2021-11-20

UU Minute #62

The Hollis Chair of Divinity



Harvard Divinity School’s Hollis Chair of Divinity was established in 1721 by a donation from the wealthy merchant, Thomas Hollis. The Hollis chair is the oldest endowed chair in the United States, the first professorship in theology in the country, and, in the early 1800s, was the most prestigious professorship in America.

The first three holders of the Hollis chair were Calvinist Congregationalists: Edward Michael Wigglesworth (43 years); his son, Edward Wigglesworth (27 years); and David Tappan, who died in 1803 after holding the chair for just nine years. At Tappan’s death, the chair was vacant for two years as the liberal and conservative wings fought over who would succeed to the chair.

Jesse Appleton was the conservative candidate, Henry Ware the liberal. The six-member board charged with making the decision was evenly divided. The decision was debated and delayed. Finally, the liberal, Henry Ware, was selected to be the Hollis Professor of Divinity. The conservatives were so angered by this choice that they resigned from Harvard’s Board of Overseers. Liberals replaced them, taking effective control of Harvard and the process by which leadership of the church would be educated.

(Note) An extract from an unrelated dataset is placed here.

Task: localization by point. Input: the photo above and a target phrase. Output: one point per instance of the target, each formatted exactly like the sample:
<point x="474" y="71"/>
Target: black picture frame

The conservatives responded by establishing Andover Newton Theological Seminary, which opened in 1808. The new seminary was overtly Calvinist, committed to a creed to which professors would be required to resubscribe every five years as a guard against creeping liberalism.

The schism was sealed. It remained only for the liberals to declare themselves a distinct denomination. But who would lead such a declaration? Eyes turned to the brilliant young minister of Boston’s Federal Street church: William Ellery Channing.